As has been evidenced many times, small and medium businesses often believe they are too small to attract the notice of cyber criminals. Asset management firms, including hedge funds, alternative investment, wealth management and other boutique firms fall into that category.
Investment firms have struggled with information security because they have historically focused on business continuity planning, often leaving information security at best as an afterthought and at worst when reacting to a data breach. Cultural differences may have played a part in this disconnect, where the inherent risk-taking culture of these businesses has clashed with the traditionally risk- averse approach of information security departments. Because of the media exposure of cyber-attacks over the last few years and the increasing focus on risk management, company boards and investors are now fortunately paying more attention. The steady move of the information security community to greater understanding of risk management is also playing a role in this shift.
I personally believe that organisations cannot truly assess their information risk if they haven’t clearly determined what their assets are. Asset management firms have a wealth of criminally attractive information assets, including:
- proprietary trading algorithms and other patented technologies
- client data
- trading/ market data
Whilst asset management companies may be subject to the type of fraudulent activities other market sectors experience (e.g. payment fraud, phishing, ID Theft, etc.), organised criminals can specifically target this sector in many ways, such as blackmailing clients, selling illegally obtained information on the black market, or placing fraudulent trading orders. In addition, fraudsters may also use these organisations as a springboard to infiltrate partner businesses, rendering them unwitting parties to the crime cycle because of weak security practices. Conversely, these organisations should look diligently at their supply chain, lest the reverse happen due to partner/ supplier potentially weak security practices – again here, due diligence is key.

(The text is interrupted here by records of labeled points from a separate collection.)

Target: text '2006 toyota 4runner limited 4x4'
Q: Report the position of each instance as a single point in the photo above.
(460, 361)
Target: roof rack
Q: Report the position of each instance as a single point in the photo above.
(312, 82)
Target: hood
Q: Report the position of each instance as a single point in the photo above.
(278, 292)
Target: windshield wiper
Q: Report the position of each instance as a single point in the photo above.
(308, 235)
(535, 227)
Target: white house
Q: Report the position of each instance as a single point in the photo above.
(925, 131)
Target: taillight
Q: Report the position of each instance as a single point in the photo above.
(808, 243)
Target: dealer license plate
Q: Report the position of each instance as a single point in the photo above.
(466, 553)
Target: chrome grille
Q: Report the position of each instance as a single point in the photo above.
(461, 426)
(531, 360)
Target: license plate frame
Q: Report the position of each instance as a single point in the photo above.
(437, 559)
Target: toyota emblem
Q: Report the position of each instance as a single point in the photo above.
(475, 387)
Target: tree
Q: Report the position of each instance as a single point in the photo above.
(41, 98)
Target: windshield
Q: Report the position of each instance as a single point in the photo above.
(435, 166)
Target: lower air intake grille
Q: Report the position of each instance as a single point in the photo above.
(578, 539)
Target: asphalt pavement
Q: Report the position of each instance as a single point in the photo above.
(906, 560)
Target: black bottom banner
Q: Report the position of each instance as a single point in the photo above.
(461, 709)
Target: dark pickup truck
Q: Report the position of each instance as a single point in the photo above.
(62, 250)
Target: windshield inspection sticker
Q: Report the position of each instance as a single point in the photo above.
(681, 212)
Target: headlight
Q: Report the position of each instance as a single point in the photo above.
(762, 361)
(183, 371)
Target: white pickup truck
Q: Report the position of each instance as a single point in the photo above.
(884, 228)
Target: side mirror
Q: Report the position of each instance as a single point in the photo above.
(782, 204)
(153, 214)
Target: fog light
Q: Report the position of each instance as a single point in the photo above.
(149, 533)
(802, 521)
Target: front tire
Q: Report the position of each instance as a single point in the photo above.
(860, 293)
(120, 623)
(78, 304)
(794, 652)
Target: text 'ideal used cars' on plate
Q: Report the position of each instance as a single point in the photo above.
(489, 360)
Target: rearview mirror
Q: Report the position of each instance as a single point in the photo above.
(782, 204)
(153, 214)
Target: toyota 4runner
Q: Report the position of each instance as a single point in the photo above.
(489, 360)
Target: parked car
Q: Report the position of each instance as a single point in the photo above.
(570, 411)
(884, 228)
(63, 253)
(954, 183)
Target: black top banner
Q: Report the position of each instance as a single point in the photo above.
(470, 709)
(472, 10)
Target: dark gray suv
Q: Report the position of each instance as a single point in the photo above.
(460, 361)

With this in mind, more investors, trading partners and regulatory bodies are asking the hedge funds, alternative investment and other financial markets firms to provide proof of strong security programs and data privacy, covering their entire value chain.
Apparently, most investment management companies do not yet exhibit best in class (or even sector peer group average) data protection and information security practices. The realisation needs to come that they potentially face not only financially motivated cyber criminals, but also politically and socially motivated attackers (e.g. through system downtime, hijacking of public accounts or even defacement of websites). I am sure we’re all familiar with the Associated Press twitter account hijack which led to a spectacular, if short-lived, crash of the Dow Jones.
In addition, with the increasing convergence and cooperation between cybercrime and cyber espionage (and the Symantec Internet Security Threat Report 2013 revealed a 42% increase in cyber espionage, leading to IP Theft), these organisations are also potentially facing a double jeopardy. This can lead to potential fines and penalties related to standards such as the Payment Card Industry Data Security Standards (PCI DSS) and other compliance, client data and privacy regulations. On this last point, the EU data privacy regulations will affect all organisations already using or contemplating the use of cloud services which, with their very obvious benefits, must nevertheless be assessed within a clear risk management framework.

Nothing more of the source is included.